Has it really been over a year since I’ve posted a pasta recipe? It seems impossible to believe since, for the first three-quarters of my life, dinner was always a delicious mess of noodles, covered with enough sauce and parmesan to make any Italian blush. Besides satisfying all my cravings (carbs, cheese, twirling things on a fork), spaghetti was also economical, making it my go-to dinner party dish in college. Dress it up with some fancy cured meats and call me the poor man’s Lidia Bastianich (emphasis on poor).
But that was only a blip in pasta’s long history of feeding starving scholars—including, at the turn of the 20th century, London’s literary elite. When Ezra Pound arrived in 1908, he fell in with a group of writers whose weekly meetings in Soho Square involved as much spaghetti as books. Organized by the poet T.E. Hulme at a local restaurant, the salon was so known for its pasta-and-wine menu that the poet Louis Zukofsky, working on an analysis of the Cantos for the literary crowd, told Pound, “This should make matters simpler for the spaghetti eaters.”
Pasta became art, and art became pasta. In his 1918 collection Pavannes and Divisions, Pound criticized a sculpture called Figure Representing Aspiration with a reference to his diet. “I never saw aspiration looking like that,” he wrote. “But I have seen spaghetti piled on a plate and the form was decidedly similar. A great deal of ‘representational’ sculpture is, in form, not unlike plates of spaghetti.” He would know.
When Pound moved to Italy, the Soho habits stuck—both the spaghetti and the wine. He commiserated with his writer-friends back the States, who were suffering under the yolk of Prohibition.”I go for days, at times even weeks (not probably very plural) without likker,” he wrote to H.L. Mencken in 1928, “but shd. hate to feel I had to square the cop or the local J.P. every time I wanted to … have a little rosso with my spaghetti.”
Of course, Pound’s Italian fascism is more well-known than his Italian diet. But even after he was arrested for treason and shipped back to the U.S., his meals weren’t much different from his London salon days. “We always have pasta & some Green pea army soup in the house,” he wrote to his wife. Cheap, or literary? Sometimes it’s hard to tell.
In Italy, Pound kept his pasta preparation simple, praising a “perfectly delicious spaghetti al burro – & mark you, a great lump of butter, & cheese.” Back in the United States, he was a regular at New York’s Minetta Tavern, along with a new literary crowd that included Ernest Hemingway, e.e. cummings and Dylan Thomas. With all the authors around, is it any wonder the restaurant also specialized in pasta?
Minetta Tavern opened in Greenwich Village in 1937, and was revived again in 2009. Although the new incarnation is a world away from the restaurant Pound would have known (complete with an infamous $26 burger), one of its signature dishes is still spaghetti: pasta za za, a take on a carbonara, with sage and a fried egg.

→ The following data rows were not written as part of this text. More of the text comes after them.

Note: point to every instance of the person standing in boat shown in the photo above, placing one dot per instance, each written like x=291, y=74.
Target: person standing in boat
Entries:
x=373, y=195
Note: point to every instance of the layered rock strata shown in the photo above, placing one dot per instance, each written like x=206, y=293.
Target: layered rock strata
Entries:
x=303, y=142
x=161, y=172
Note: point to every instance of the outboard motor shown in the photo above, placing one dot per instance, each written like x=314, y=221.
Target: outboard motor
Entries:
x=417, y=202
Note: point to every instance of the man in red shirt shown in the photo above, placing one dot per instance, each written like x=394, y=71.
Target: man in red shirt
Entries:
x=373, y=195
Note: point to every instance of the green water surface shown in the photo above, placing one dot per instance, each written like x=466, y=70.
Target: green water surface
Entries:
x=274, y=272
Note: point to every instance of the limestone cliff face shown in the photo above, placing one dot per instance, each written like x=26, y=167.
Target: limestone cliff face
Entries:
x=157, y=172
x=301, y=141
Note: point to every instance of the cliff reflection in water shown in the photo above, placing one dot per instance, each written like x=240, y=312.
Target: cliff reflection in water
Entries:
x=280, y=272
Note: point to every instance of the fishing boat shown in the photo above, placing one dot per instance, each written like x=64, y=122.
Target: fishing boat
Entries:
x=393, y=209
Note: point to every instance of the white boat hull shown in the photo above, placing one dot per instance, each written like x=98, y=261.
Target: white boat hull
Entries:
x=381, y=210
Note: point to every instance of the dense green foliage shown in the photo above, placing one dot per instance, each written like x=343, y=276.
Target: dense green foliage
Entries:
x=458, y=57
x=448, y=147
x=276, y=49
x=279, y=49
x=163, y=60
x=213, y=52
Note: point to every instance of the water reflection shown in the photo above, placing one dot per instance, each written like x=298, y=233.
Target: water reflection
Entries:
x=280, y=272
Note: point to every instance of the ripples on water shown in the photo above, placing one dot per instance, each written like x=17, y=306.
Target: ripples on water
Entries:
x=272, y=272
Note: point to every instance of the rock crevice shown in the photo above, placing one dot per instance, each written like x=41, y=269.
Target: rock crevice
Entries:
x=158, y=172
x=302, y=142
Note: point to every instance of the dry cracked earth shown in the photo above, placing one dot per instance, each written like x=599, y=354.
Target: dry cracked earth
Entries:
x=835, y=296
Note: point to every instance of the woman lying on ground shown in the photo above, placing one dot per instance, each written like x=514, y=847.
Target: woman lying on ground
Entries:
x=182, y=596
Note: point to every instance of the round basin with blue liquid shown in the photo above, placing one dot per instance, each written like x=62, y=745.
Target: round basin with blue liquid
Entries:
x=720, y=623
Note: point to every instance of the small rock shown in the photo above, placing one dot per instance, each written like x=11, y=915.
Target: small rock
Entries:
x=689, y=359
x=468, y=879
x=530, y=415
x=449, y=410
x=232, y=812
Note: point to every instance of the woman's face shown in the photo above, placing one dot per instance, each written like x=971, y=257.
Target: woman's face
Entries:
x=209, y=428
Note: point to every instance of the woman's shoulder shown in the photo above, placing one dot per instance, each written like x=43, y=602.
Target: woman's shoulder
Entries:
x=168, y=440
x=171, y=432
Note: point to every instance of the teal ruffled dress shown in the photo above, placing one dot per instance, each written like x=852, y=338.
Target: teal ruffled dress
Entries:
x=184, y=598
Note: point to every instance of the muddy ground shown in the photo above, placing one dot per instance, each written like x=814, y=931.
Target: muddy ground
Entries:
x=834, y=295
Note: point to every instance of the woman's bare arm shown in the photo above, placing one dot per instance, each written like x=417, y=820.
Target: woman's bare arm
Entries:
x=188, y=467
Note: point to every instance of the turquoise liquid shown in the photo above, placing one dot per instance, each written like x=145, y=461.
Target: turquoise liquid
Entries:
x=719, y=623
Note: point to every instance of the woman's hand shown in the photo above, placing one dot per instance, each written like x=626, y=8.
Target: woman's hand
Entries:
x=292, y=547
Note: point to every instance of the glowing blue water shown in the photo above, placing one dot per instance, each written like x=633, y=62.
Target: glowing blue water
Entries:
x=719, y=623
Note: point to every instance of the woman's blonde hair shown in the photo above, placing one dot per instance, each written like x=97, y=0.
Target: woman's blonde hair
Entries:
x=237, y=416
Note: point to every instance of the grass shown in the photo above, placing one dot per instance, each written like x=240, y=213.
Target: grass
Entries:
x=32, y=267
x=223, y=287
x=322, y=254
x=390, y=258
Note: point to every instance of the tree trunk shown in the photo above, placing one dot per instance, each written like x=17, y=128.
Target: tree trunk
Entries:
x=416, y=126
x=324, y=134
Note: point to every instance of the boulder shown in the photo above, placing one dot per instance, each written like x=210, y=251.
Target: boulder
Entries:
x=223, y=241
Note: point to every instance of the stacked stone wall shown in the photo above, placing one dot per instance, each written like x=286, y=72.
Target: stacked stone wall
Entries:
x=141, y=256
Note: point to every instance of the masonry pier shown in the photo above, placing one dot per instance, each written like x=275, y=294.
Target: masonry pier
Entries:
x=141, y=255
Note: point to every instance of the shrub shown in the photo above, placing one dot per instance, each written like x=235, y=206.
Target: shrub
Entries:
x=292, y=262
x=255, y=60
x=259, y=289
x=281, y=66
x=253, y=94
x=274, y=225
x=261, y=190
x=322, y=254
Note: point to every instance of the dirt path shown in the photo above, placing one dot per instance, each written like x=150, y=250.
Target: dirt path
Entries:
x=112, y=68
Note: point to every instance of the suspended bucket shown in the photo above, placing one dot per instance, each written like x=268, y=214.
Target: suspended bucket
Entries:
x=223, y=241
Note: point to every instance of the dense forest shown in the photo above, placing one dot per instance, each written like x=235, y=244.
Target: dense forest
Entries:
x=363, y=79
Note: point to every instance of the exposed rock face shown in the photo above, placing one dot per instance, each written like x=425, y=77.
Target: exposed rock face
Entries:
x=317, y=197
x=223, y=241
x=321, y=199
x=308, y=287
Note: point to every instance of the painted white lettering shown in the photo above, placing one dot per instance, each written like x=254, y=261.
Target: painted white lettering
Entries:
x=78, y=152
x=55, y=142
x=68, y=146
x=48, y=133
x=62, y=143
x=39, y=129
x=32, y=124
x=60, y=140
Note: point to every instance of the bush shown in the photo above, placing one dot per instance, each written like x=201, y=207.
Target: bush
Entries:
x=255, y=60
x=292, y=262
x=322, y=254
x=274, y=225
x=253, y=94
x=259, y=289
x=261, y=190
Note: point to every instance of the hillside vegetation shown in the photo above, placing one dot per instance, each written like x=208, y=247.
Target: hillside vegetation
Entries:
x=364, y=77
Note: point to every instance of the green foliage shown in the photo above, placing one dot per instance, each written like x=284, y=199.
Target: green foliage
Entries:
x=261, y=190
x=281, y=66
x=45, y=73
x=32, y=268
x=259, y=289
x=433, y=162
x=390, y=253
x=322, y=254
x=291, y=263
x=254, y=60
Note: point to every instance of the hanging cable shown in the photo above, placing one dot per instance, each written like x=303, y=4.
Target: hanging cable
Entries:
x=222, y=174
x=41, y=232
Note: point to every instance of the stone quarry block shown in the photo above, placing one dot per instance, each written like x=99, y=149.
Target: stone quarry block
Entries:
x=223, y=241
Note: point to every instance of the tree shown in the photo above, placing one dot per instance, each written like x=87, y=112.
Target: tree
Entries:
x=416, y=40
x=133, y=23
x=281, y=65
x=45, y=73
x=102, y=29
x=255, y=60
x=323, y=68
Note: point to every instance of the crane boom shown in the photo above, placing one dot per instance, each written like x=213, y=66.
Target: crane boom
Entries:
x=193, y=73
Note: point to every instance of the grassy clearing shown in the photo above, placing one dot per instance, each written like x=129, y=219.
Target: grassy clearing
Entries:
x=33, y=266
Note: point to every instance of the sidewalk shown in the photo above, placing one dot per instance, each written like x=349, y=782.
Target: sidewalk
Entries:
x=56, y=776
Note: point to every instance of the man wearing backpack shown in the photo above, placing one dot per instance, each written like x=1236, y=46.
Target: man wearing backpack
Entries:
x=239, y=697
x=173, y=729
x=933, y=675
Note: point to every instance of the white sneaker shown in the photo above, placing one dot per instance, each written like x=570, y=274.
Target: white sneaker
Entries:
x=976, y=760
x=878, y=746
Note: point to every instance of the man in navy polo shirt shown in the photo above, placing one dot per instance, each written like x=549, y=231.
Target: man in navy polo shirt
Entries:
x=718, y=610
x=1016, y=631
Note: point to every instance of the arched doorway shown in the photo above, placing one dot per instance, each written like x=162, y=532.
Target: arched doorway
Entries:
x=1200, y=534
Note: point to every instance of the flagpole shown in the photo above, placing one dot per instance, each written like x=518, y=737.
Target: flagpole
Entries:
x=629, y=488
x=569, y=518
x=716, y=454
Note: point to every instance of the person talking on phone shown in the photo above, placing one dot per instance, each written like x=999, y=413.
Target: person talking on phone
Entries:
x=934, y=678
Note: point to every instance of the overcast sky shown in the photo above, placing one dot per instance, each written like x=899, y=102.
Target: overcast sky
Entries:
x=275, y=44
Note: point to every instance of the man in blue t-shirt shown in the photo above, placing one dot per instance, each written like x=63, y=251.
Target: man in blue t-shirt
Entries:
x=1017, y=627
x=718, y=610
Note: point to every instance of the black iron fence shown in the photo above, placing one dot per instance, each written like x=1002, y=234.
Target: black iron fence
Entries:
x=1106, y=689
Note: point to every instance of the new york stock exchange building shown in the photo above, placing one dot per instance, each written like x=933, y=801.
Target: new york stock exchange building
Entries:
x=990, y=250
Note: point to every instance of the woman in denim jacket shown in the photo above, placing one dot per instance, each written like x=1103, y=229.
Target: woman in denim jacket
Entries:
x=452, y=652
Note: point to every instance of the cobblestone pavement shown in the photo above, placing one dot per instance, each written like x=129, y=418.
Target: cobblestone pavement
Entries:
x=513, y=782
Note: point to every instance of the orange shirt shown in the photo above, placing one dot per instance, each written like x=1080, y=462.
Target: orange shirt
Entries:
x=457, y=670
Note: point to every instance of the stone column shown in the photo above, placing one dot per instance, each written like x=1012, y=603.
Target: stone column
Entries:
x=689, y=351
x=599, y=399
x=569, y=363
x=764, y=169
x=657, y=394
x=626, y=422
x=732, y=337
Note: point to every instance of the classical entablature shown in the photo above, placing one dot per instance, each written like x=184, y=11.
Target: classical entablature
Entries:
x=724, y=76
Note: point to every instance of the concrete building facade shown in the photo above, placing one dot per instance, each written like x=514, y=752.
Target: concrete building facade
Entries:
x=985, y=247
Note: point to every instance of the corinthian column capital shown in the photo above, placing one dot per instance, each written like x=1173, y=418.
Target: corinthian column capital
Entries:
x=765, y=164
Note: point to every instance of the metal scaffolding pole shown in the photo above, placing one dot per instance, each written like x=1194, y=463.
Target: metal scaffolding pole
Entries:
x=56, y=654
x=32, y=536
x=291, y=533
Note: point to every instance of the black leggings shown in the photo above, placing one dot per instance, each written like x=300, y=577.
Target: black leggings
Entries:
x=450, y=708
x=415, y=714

Make it Pound’s way, with great lumps of butter and cheese, and serve it at your next literary gathering. You’ll be part of a storied tradition.
6 ounces spaghetti
2 ounces pancetta, diced
2 tablespoons butter
1 garlic clove, smashed
2 tablespoons fresh sage leaves
1/4 cup parmesan
1. Prepare spaghetti according to package instructions in a pot of well-salted water. Reserve a 1/2 cup of cooking liquid, then drain pasta and return to the pot.
2. While pasta cooks, heat a skillet over medium-high heat. Add pancetta and cook until crispy. Transfer to a plate lined with paper towels.
3. Add butter and crushed garlic clove to the skillet, scraping up any brown bits leftover from the pancetta. Cook until butter begins to turn golden, then immediately remove from heat and stir in sage leaves.
4. Remove the garlic clove, then pour butter sauce over cooked spaghetti and add enough cooking liquid to coat the pasta. Stir in parmesan and add pepper to taste.
5. In a nonstick pan, heat a drizzle of olive oil over medium heat. Crack eggs and cover the pan, leaving a crack for steam to emerge. Cook until done to your preference (for me, it’s 2 minutes for a runny yolk).
6. Top each bowl of pasta with an egg and enjoy alla Pound with a glass of red wine.
7 thoughts on “Ezra Pound: Spaghetti with Pancetta, Sage and Fried Egg”
Amazing how it is so easy to travel to a time of these great writers with your words
Good gravy, I love reading your posts! And this pasta sounds so perfect.
I do very much like your photography and concept of your blog. This particular dish is right up my street, and will hopefully make it’s way into my house, and onto my table…..on a regular basis.
Keep up the fantastic and delicious work!
I love your blog! What a great way to unite two of my favourite things, books and food.
I’m so glad I found your blog! So interesting!
I stumbled on Minetta Tavern in 2010, and have been in love with this pasta ever since. Thank you so much for posting the recipe and the history lesson!